Bad news first. Accept the fact that you have indeed lost control of your teenager if what you envision is being able to ensure they will do and think what you want them to do and think simply by twisting, squeezing, and constant supervision (you can try those tactics, many of us do, but they are not sustainable and do not contribute to the well-being of you or your teenager). Now, for the good news. You actually have a great deal of control; it’s just that it is over yourself, your reactions, your boundaries, your decisions, and your choices. With this in mind, here are a few ways you can have positive impact on your teenager while letting go of mythical and Sisyphean control:

  1. Teenagers often complain that they feel judged by their parents. To avoid this, try letting go of the scripts and expectations that you created in your fantasy days of early parenting. Although your opinions are important, chances are your teenager has heard them many times. Focus on their opinions, and allow them to be very different from your own. It is their journey to adulthood, not yours, and it may turn out to be entirely different than you anticipated. What you want for them, and what they want for themselves may not align, but step back and give them room to be their own person separate from you and your hopes, dreams, and wishes. You may find that if you are no longer acting as a foil to their desires and goals, that they end up being similar.
  2. So often, in our effort to regain come kind of false sense of control and power, we respond to our teenagers in ways that actually make things worse. For example, nagging, lecturing, even too much advising, can result in a mute adolescent, who may even take a polarized approach to what you are saying, if only to create a wall of some sort between you and them. Parents are heard more the less they say. Instead of seeking out the right combination of words to use with your teenager to finally convince them to do exactly what is best for them, focus on learning to hold your tongue, and resist supplying the answers, ideas, solutions, and opinions that bubble up out of adult experience.
  3. Work daily to not escalate difficult interactions with your teen. This takes practice, commitment, and internal regulation, but it is worth it. Not only are you modeling perspective and self-control, but you will also begin to eliminate the negative energy that occurs when the issue is no longer the issue because it has been buried under a series of hurled hurts said hyperbole.
  4. Do not focus all, or even almost all, of your emotional energy on your teenager.
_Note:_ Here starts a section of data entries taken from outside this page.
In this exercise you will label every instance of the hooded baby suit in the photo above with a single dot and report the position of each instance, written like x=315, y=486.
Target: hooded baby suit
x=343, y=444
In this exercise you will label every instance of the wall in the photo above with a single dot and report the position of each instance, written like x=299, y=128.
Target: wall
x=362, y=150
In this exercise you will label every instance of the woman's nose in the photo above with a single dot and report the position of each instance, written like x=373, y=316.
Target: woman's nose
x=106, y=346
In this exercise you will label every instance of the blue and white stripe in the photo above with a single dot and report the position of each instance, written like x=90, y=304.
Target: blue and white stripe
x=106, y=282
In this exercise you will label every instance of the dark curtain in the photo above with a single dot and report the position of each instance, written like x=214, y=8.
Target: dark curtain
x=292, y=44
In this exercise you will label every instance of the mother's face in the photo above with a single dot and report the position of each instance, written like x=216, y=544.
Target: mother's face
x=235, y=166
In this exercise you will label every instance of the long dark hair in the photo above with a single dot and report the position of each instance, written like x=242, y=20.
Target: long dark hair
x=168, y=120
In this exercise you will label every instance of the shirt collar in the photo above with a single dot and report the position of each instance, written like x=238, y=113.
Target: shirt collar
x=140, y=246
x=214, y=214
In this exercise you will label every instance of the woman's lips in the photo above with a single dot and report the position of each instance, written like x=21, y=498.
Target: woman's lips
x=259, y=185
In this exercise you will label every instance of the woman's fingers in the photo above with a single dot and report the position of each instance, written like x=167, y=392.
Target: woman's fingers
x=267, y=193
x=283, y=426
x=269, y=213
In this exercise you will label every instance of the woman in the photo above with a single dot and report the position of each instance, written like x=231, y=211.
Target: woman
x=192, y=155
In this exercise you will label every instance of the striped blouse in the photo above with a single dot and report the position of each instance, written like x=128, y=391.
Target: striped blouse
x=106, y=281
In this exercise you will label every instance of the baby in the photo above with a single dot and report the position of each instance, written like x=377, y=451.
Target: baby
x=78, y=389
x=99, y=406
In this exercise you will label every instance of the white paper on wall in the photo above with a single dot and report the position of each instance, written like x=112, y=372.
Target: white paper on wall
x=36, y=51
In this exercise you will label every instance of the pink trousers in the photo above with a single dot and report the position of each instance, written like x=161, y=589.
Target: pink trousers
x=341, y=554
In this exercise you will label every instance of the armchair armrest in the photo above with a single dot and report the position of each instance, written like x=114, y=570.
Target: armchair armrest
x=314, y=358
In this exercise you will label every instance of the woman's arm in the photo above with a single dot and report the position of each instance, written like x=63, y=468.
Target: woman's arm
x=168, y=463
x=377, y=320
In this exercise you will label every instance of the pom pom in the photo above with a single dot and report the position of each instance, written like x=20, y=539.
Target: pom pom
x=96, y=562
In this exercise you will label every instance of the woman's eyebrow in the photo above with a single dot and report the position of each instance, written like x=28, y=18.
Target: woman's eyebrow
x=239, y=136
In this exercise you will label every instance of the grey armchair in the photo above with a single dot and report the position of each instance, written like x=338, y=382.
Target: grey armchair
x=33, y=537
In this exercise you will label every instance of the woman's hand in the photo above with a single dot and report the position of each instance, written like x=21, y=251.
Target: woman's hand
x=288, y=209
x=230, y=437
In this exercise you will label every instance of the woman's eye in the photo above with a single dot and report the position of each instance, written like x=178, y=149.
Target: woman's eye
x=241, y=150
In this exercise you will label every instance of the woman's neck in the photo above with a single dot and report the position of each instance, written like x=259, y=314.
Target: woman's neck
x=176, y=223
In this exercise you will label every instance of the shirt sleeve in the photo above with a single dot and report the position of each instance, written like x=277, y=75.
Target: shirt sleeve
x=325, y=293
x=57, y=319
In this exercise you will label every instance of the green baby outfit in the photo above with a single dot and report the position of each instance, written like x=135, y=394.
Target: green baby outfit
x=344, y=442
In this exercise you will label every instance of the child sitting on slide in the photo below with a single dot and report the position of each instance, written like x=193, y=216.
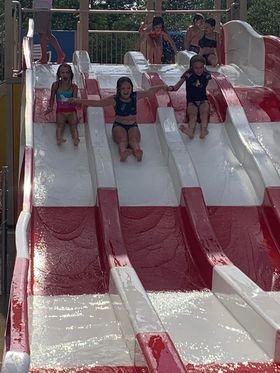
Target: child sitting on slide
x=196, y=78
x=63, y=90
x=125, y=130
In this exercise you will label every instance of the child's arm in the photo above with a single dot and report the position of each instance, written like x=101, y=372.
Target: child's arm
x=52, y=98
x=170, y=41
x=183, y=78
x=107, y=101
x=187, y=40
x=151, y=91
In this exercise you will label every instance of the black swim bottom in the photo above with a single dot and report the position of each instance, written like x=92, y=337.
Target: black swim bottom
x=127, y=127
x=194, y=48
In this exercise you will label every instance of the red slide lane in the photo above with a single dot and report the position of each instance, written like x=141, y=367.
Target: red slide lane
x=64, y=252
x=248, y=236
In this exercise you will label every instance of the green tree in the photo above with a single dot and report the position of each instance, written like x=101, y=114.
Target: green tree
x=264, y=16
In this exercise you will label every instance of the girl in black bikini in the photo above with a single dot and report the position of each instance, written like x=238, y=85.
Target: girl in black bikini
x=125, y=130
x=196, y=78
x=209, y=43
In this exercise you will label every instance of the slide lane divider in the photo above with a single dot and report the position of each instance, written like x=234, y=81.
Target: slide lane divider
x=144, y=332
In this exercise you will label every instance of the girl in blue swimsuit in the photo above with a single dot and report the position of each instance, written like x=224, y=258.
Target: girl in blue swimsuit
x=125, y=130
x=196, y=78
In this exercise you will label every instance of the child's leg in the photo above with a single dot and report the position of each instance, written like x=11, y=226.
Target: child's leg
x=204, y=114
x=192, y=113
x=60, y=124
x=73, y=123
x=121, y=138
x=134, y=138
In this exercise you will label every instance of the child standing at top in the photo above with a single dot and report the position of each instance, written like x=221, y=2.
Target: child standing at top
x=125, y=130
x=210, y=43
x=194, y=34
x=154, y=35
x=196, y=78
x=63, y=90
x=42, y=24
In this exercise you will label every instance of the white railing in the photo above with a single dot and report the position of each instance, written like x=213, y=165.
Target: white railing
x=17, y=347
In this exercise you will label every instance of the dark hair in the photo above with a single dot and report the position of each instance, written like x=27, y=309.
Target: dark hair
x=122, y=80
x=198, y=17
x=211, y=22
x=68, y=67
x=197, y=58
x=158, y=21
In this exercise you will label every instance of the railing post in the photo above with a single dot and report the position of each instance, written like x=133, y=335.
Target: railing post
x=243, y=10
x=4, y=248
x=83, y=39
x=9, y=59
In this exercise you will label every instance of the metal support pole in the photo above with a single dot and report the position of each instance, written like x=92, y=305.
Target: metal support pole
x=217, y=16
x=229, y=5
x=9, y=59
x=84, y=22
x=243, y=10
x=4, y=248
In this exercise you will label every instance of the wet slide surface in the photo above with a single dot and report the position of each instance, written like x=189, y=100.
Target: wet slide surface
x=233, y=206
x=157, y=249
x=153, y=234
x=72, y=323
x=65, y=257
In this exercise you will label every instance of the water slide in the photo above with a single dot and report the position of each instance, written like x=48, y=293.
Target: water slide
x=168, y=265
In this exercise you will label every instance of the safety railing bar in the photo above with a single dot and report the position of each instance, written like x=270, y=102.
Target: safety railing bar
x=133, y=12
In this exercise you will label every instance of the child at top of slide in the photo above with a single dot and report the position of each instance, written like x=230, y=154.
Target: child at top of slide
x=194, y=34
x=125, y=130
x=42, y=25
x=154, y=35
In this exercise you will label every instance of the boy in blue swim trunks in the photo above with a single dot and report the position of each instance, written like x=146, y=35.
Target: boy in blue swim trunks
x=196, y=78
x=125, y=130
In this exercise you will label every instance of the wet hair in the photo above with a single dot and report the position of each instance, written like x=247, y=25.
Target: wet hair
x=196, y=58
x=211, y=22
x=198, y=17
x=68, y=67
x=123, y=79
x=158, y=21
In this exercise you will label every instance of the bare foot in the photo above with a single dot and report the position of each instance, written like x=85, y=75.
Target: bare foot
x=138, y=153
x=60, y=58
x=124, y=154
x=203, y=133
x=60, y=141
x=187, y=131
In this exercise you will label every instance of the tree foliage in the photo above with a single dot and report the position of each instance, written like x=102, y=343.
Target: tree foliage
x=263, y=15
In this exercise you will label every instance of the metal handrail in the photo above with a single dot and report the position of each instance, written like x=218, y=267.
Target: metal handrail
x=132, y=11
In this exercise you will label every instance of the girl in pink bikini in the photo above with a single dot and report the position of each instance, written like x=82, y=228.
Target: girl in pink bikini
x=63, y=90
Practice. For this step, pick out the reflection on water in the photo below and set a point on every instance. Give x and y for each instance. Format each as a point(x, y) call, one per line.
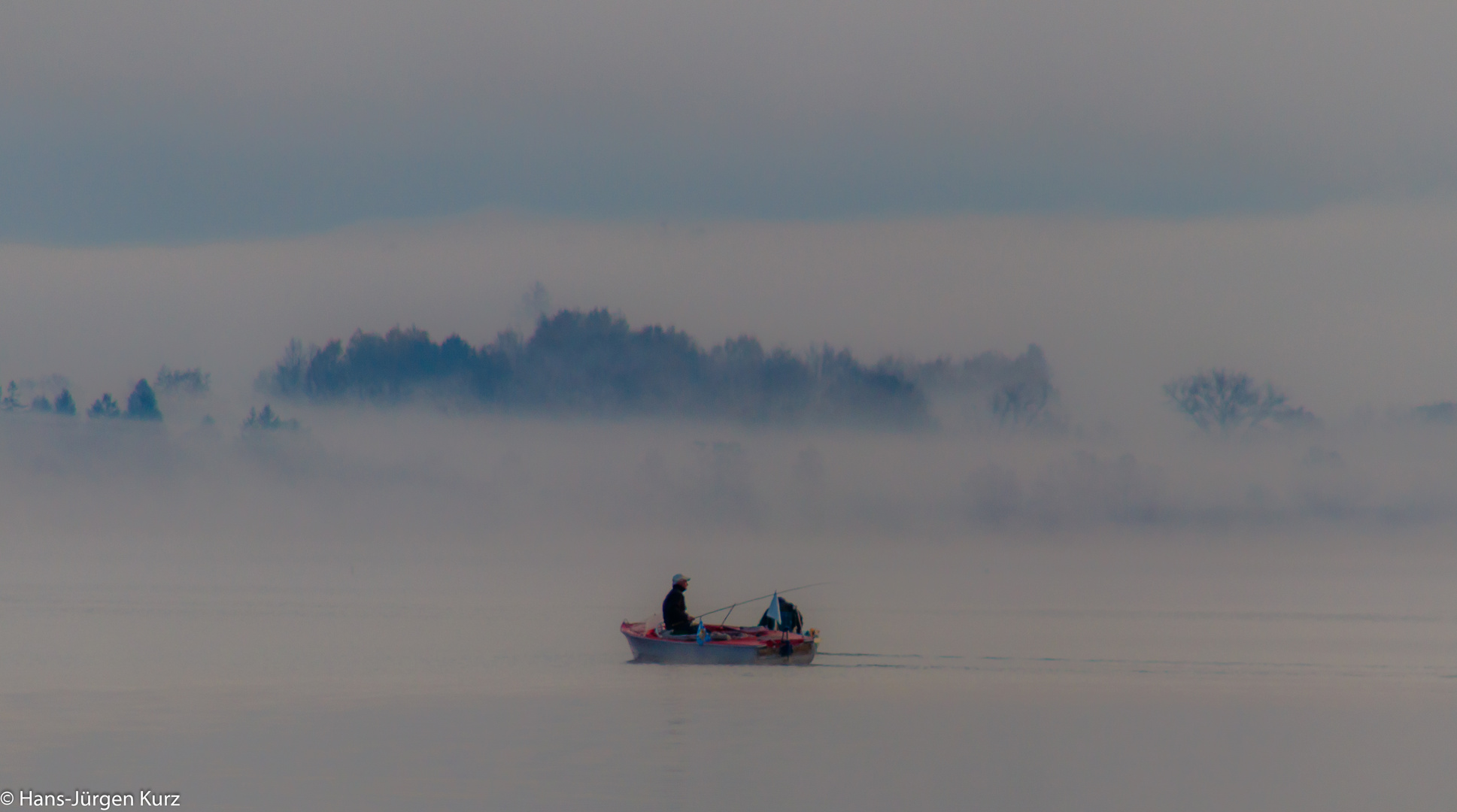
point(1070, 680)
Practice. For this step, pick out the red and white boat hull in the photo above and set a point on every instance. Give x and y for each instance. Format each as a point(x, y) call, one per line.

It is exhausting for both of you. They don’t want or need your hyper-focus; it is unproductive, and it robs you of an opportunity to have a full life. Furthermore, it stunts their ability to solve problems, figure things out, and they may end up feeling smothered and resentful…or even worse, unable to deal with life’s challenges on their own. Find hobbies, work, causes, interests, friends, and get as much joy and satisfaction out of your own life as possible. This is far more inspiring to your teenager than your opinion, thoughts, worries, and feelings about them.

It can be difficult to accept just how powerless we are over much of what we would like to control. That said, it can also be freeing because trying to control other people, including our teenagers and young adults, requires quite a bit of brain space and emotional energy. Because it feels so antithetical to what we often think parenting is about, it may take a daily decision to allow your teenager more room. In fact, expect to relapse (perhaps frequently) into nagging, haranguing, and problem solving, but I can assure you it doesn’t feel good and rarely works. Be patient with yourself as you recalibrate. Most importantly, keep the focus on your own growth so your teenager can take full responsibility for theirs.